Страница 2 из 3
Все еще улыбаясь, она подвела меня к пластиковой кушетке и села рядом.
— Южная Америка, — прошептала она, закатывая от восторга глаза, — в джунглях. Такие жучки — жуки-убийцы, так их называют; дико, правда? Эти жучки кусают тебя, а потом, когда насосутся твоей крови, они идут на горшок рядом с ранкой. Когда ты чешешь укус, все это попадает тебе в кровь, и где-то через год или двадцать у тебя болезнь, напоминающая помесь СПИДа и малярии.
— А потом ты умираешь, — сказал я.
— А потом ты умираешь.
Ее тон вдруг стал рассудительным. Она больше не улыбалась. Что я мог сказать? Я погладил ее руку, улыбнулся и подыграл ей.

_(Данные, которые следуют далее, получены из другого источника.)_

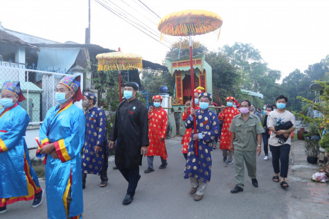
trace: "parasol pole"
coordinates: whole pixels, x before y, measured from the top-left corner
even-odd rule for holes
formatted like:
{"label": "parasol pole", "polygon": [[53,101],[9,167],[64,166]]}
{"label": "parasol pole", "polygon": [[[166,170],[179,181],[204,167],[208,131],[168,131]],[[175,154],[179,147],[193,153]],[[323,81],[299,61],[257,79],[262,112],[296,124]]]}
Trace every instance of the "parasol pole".
{"label": "parasol pole", "polygon": [[118,71],[119,71],[119,96],[120,103],[121,103],[121,69],[120,69],[120,64],[117,64]]}
{"label": "parasol pole", "polygon": [[[190,89],[192,94],[192,106],[195,110],[195,100],[194,100],[194,73],[193,73],[193,49],[192,49],[192,35],[190,34]],[[197,134],[197,119],[196,116],[193,116],[193,127],[194,134]],[[197,141],[194,141],[195,146],[195,156],[198,155],[197,152]]]}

— А как же ам-ам? Что на обед?
Был подан холодный крем-суп из тофу и моркови и крошечные сэндвичи с чечевичной икрой, а также чесночное суфле с экологически чистыми овощами. Потом был коньяк, телевизор с большим экраном и фильм под названием «Мальчик в пластиковом пузыре» про ребенка, росшего в полностью асептической среде, потому что он родился без иммунной системы. К нему нельзя было прикоснуться. Малейший чих мог его убить. Бреда всхлипывала первые полчаса, потом надавила на мою руку и в голос зарыдала, когда мальчик выполз из своего пузыря, подцепил примерно 37 болезней и умер перед рекламной паузой.

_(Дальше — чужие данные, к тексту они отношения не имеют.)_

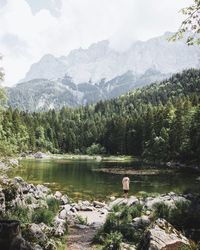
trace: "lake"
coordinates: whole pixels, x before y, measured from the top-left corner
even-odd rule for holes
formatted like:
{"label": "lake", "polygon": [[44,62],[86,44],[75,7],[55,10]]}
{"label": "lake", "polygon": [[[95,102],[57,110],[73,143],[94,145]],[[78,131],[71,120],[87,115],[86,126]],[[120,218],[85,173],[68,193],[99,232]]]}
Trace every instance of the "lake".
{"label": "lake", "polygon": [[[10,170],[9,176],[21,176],[33,184],[45,184],[53,191],[59,190],[74,200],[106,200],[122,195],[122,175],[94,171],[99,168],[144,169],[138,162],[97,162],[95,160],[35,159],[21,161],[21,167]],[[130,194],[140,192],[199,192],[200,181],[194,173],[161,171],[159,175],[129,176]]]}

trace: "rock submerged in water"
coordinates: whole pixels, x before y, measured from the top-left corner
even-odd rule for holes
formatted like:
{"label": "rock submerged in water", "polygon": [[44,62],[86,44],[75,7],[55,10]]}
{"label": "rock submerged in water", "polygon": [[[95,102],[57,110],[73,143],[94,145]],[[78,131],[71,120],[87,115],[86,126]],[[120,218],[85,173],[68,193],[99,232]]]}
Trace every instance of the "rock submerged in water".
{"label": "rock submerged in water", "polygon": [[141,250],[177,250],[190,247],[189,240],[164,219],[157,219],[147,229],[140,244]]}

— Я смотрела этот фильм шесть раз. Что за жизнь! Прекрасная жизнь! Скажи, разве ты ему не завидуешь?
Я ему не завидовал. Я завидовал агатовому кулону, болтавшемуся у нее меж грудей, о чем честно и сообщил.
Она могла бы хихикнуть, вздохнуть или опустить глаза, но она не сделала ничего такого. Она бросила на меня долгий, медленный взгляд, будто бы решала что-то, а затем позволила себе зардеться. «Я сейчас», — сказала она таинственно и выскользнула в ванную.
Меня как током ударило. Вот оно, наконец. После всех признаний, съеденных обедов, посещенных музеев и просмотренных фильмов мы наконец-то сольемся в благодатном высшем проявлении близости и любви.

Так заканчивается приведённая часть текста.